“And then ‘Valentine’ is very much post-exploration of real love and loss. It's going to complete me, it’s this and that’.” I was like, ‘Oh my God, this crush that I have is everything. And I think that's really beautiful in itself but, like, there is this toxic idealism in it - I mean it's beautiful and it also leads people into shit.

She says, “The record is very much a departure from ‘Lush’ because ‘Lush’ is all about that yearning phase of being young and wistful and excited about love and life. Now at 22, Jordan still wears her heart on her sleeve in her songwriting, but the way she’s come to see love has evolved, too. A big thing that I'm exploring on the record are my own faults and what's gotten me into these heartbreaking situations, but also the discovery that love is ultimately between a person and a person and never a person and a concept.

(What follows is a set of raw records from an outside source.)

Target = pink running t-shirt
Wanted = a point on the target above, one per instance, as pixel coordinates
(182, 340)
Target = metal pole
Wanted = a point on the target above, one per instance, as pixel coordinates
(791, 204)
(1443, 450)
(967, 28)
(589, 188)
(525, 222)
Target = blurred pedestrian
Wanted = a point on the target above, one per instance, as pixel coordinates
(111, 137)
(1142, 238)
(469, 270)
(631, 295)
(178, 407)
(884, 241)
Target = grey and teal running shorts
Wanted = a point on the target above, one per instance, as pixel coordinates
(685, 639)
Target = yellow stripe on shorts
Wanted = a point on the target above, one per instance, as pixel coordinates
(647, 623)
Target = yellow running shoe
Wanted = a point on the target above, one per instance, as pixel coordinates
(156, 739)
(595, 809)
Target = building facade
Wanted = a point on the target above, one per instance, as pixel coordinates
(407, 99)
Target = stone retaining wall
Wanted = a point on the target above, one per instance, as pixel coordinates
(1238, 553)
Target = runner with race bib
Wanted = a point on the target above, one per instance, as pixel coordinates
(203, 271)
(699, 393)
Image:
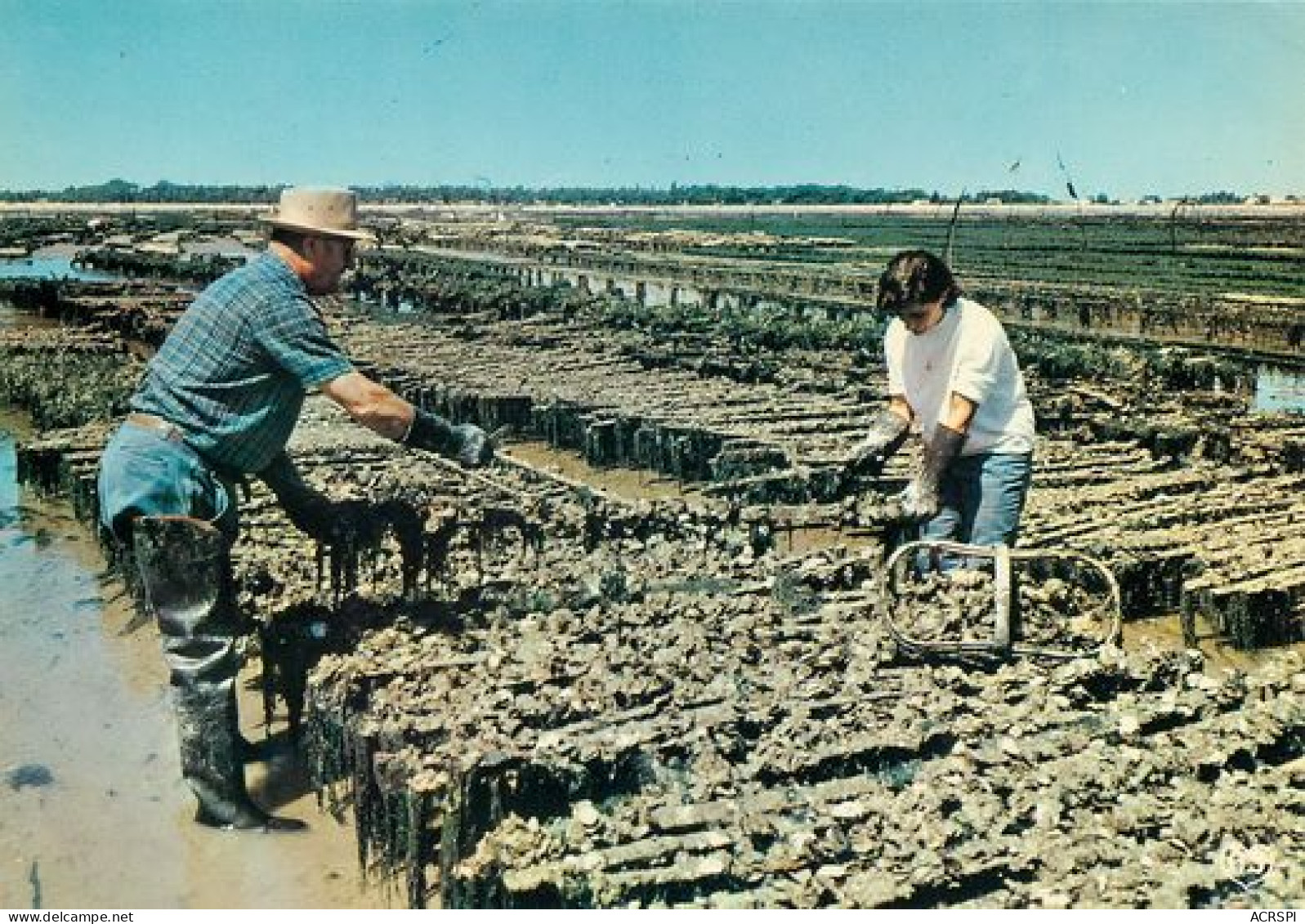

#SNAIL MAIL NO MORE HOW TO#
A big coming-of-age thing for me has just been existing out of that and just learning to be a good boss, you know, how to be a good band leader, how to bring good energy and stuff like that, how to make my own decisions and have good boundaries, and be self-aware, and be a person with substance and depth and morals - just all of the adult stuff… I feel much more open to challenges and hard decisions and responsibility, which is just all the stuff that I would’ve been running from before.” ‘Valentine’ is very much post-exploration of real love and loss. “I was living like that for a long time, I guess. I'm like a rockstar doll.’ Just literally being like, ‘I don't need any depth. It honestly benefits you for the job: being a character even in your off time, just being like, ‘Damn, I'm like a wind-up toy. “A lot of people made me feel like a concept and so I kind of feel like I started just being a concept to myself, too, like a caricature of myself, which totally works for the job. “I think I just got really, like, equal parts cocky and also scared,” she says. “Lush” saw the then 19-year-old Jordan rounding out her teens in the limelight, touring this critically acclaimed album of gut-wrenching love songs.īecoming a rockstar overnight had a profound impact on Jordan and she feels she’s had time to grow in many ways in the time since. Snail Mail made one of the boldest debuts of the last decade in 2018 with her album “Lush” - an eviscerating, moody rock record that rounded out the lo-fi grunge of her 2016 EP “Habit” with fuller production. 5, “Valentine” finds Lindsey Jordan of Snail Mail navigating every nook and cranny of the experience of desire, from the delicate ruminations on devotion in “Light Blue” to the blistering acerbity in the second single “Ben Franklin” to the sparkling, wistful longing in “Mia.” In an interview on Zoom, Jordan talks about the forthcoming record, the ways she’s taking control of every facet of her work and the ways her perceptions of love have changed. In her new album, Snail Mail writes about love.